Re: [Openinteract-help] Serving a lot of sites within one OI system

SourceForge Headquarters 1320 Columbia Street Suite 310 San Diego, CA 92101 +1 (858) 422-6466

Barry Hoggard wrote:
> I'm reading the documents, but before I get too deep, I want to see if 
> OI is likely to work for the system I'm designing.  I've started hosting 
> web sites for artists, and they each have a CMS for dealing with works, 
> images, etc.
> 
> I want to create a system where I only have one set of handlers, but 
> which CSS, HTML, and database records presented depend on the hostname. 
>  That is -- all of the sites point to one IP, and we switch depending on 
> which one it is.
> 
> Does it seems reasonable to build such a system with OI?  I'm wondering 
> about the ability to let someone only edit "their" objects within the 
> editing system using OI and SPOPS security.

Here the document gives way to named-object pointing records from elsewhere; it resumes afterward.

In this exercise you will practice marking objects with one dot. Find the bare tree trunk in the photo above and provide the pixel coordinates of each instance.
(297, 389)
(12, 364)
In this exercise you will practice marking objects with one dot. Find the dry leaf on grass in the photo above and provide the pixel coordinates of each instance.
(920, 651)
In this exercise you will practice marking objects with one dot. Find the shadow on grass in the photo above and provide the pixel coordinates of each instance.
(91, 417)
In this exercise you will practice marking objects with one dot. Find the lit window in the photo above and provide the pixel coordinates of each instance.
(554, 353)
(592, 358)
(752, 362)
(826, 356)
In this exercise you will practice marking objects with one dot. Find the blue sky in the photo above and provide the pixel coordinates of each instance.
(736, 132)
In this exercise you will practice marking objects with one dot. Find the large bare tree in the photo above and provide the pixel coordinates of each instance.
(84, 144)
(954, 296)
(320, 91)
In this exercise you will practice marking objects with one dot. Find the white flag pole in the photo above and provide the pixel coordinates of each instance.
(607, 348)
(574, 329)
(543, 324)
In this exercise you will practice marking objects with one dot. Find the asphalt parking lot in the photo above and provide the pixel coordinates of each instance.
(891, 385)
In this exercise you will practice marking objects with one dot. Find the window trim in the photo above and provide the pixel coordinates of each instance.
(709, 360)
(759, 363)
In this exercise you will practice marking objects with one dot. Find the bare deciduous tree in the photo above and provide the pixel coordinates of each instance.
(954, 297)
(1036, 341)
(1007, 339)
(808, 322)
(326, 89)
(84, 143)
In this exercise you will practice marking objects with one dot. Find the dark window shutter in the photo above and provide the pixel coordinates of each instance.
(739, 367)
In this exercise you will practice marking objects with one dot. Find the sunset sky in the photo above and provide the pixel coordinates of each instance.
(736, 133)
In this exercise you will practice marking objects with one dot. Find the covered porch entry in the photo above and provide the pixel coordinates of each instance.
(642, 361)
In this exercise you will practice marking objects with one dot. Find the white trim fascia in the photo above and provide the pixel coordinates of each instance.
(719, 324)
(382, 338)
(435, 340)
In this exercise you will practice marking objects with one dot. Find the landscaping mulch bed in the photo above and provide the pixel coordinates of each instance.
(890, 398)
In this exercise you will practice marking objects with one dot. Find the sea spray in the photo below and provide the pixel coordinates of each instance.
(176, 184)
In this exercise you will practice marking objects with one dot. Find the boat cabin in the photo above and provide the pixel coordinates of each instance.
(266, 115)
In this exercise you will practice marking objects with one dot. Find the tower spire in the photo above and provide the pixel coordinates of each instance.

It should be possible with a little work. I haven't done this 
before, but to get technical I think you'll have to do the following:

In the vhost config:

  * only set the 'PerlRequire' to execute on *one* vhost config
  * set all the other perl-specific entries in all vhost configs:
     <Perl>use lib...
     PerlSetVar
     <Location />...
  * add something like 'PerlSetVar CmsGroupId 4' to each one, 
varying the group ID based on the different vhost
  * add something like 'PerlSetVar CmsThemeId 4' to each one, 
varying the group ID based on the different vhost

Elsewhere:

  * create a group for each CMS defined
  * create a subclass of OpenInteract::Auth which overrides 
'group' and fetches the group object based on the CmsGroupId for 
that vhost
  * create a theme for each CMS defined; you can vary only the 
theme properties you need
  * create a subclass of OpenInteract that overrides 
'setup_theme' and fetches the theme object based on the 
CmsThemeId for that vhost
  * create a security policy so that every object that is secured 
sets the CmsGroupId to at least read and that the 'world' 
permissions are set to 'none'

The last one (relating to object security) is the only difficult 
one, and to be honest I've never tried implementing a security 
policy like this. In theory it's not that difficult, but...

Hope this helps,

Chris

-- 
Chris Winters (ch...@cw...)
Building enterprise-capable snack solutions since 1988.